But what I do know, is that as hatred perpetuates, so does the muscularity of my Jewish pride, onstage and off; and an extension of that is the calling to do plays that speak to these themes. To have audiences know these people I portray— and those they represent.
It is a Jewish belief that souls are with us as long as they are remembered; specifically remembered by name (one of the many reasons we name our children after the departed, and why we speak the names of the departed aloud so often). Audiences might not know Rachelka and those like her without plays like Our Class and actors like myself to bring them to life.
It feels like a very real mitzvah to tell
these stories.
I think with difficult material there is a
tendency to indicate to the audience that you must watch with great
seriousness.

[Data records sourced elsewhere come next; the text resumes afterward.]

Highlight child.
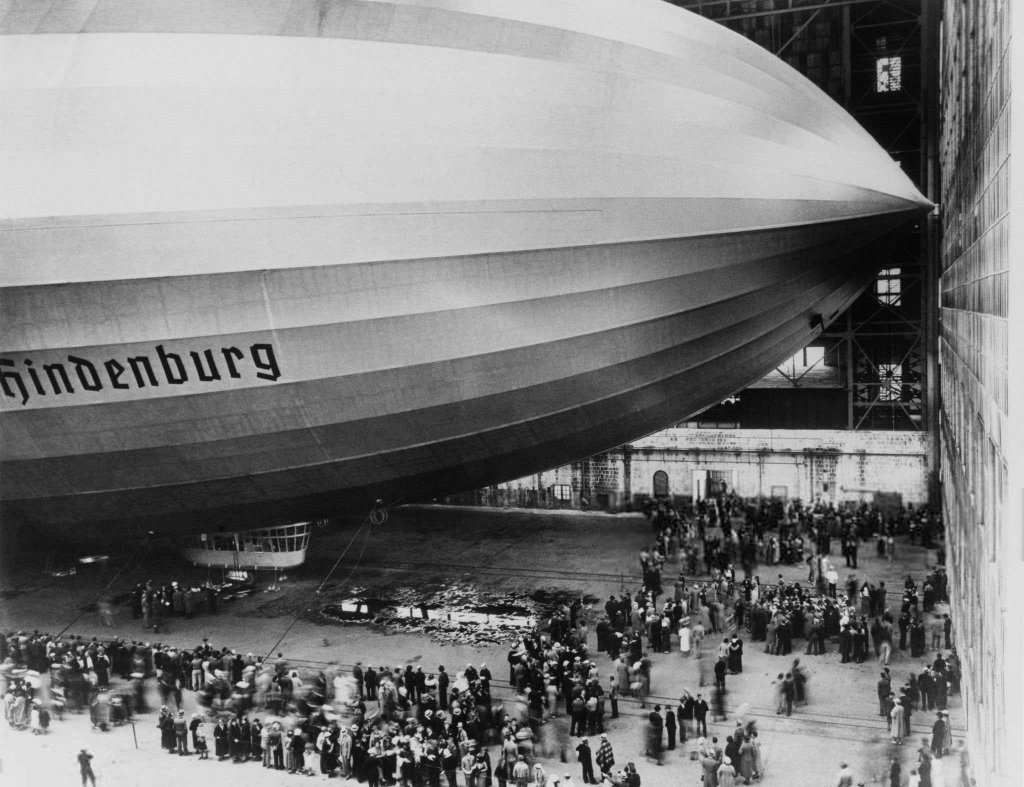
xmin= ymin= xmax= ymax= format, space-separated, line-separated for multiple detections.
xmin=196 ymin=731 xmax=209 ymax=760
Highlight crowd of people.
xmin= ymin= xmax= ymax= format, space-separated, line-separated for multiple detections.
xmin=2 ymin=494 xmax=955 ymax=787
xmin=3 ymin=610 xmax=653 ymax=787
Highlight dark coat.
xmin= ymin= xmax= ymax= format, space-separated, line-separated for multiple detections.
xmin=213 ymin=722 xmax=229 ymax=757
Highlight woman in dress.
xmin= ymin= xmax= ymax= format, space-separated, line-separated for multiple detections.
xmin=161 ymin=708 xmax=179 ymax=753
xmin=678 ymin=618 xmax=691 ymax=656
xmin=717 ymin=756 xmax=737 ymax=787
xmin=890 ymin=701 xmax=905 ymax=744
xmin=738 ymin=736 xmax=754 ymax=785
xmin=728 ymin=638 xmax=744 ymax=674
xmin=750 ymin=730 xmax=764 ymax=779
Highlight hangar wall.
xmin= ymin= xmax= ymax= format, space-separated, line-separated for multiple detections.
xmin=937 ymin=0 xmax=1022 ymax=783
xmin=457 ymin=429 xmax=928 ymax=510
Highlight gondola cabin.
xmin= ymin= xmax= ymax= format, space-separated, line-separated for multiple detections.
xmin=181 ymin=522 xmax=311 ymax=570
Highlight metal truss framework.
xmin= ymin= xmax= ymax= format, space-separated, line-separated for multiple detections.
xmin=676 ymin=0 xmax=939 ymax=451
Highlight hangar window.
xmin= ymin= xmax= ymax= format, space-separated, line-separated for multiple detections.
xmin=875 ymin=268 xmax=902 ymax=305
xmin=876 ymin=56 xmax=902 ymax=92
xmin=878 ymin=363 xmax=902 ymax=401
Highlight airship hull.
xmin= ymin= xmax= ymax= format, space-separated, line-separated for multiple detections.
xmin=0 ymin=0 xmax=929 ymax=538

But that actually [prevents you from] entering into the
space with the same open heart that we hopefully walk through life with.
What Igor captures so beautifully is that difficult things happen
alongside joy. Through all the seriousness, there's love and humor and
ribbing each other. If we don't laugh and love, we're not honoring the
people in these stories. I don't
think Americans fully grasp that everywhere else on Earth, Judaism is
not merely a religion. It is also an enth-religion, a culture, and in many parts of the
world, it is related to blood: to racial identity, for better and for worse. I'm a
"successful" American assimilation story on some levels. My ancestors
were able to shed all of the accouterments of their visible Jewishness
and become Americans.
Perhaps that robbed me of countless Shabbats and Hanukkahs and prayers. But through my theatrical life, I
can reclaim sacred traditions. There's something about the theatre that
shares ritualistic sanctity with, in my experience, Jewish traditions.
Why is this night different from all other nights? Because tonight we're
doing the play. Rituals say that this moment is distinct and sacred
from the moment that comes before and the moment that comes after. And
what is theatre if not that?
Plays about the past can
make us very complacent as theatre-makers and as audiences. But this
isn't a play about the past at all. This is who we are.
The second act
of Our Class could almost be subtitled, "How they lived with
what they did." Some of them didn't do very well—even though they
survived, they were not fully alive.
One other thing that I've been
thinking about a lot is how, for a lot of the late 20th century and
early 21st century, art started to exclusively focus on victim stories.
Not that that isn't important. But by failing to focus on the
perpetrators, we fail to be exposed to how we might be like them. Both
these plays focus on the humanity and inhumanity of people just like us
who behave in monstrous ways. It's art's purpose to show us these
corners of humanity.
I think it's incredibly important, especially now,
to see that in "them" there's a whole lot of "us."
For now, all that’s left is chalk dust, memories, and gratitude.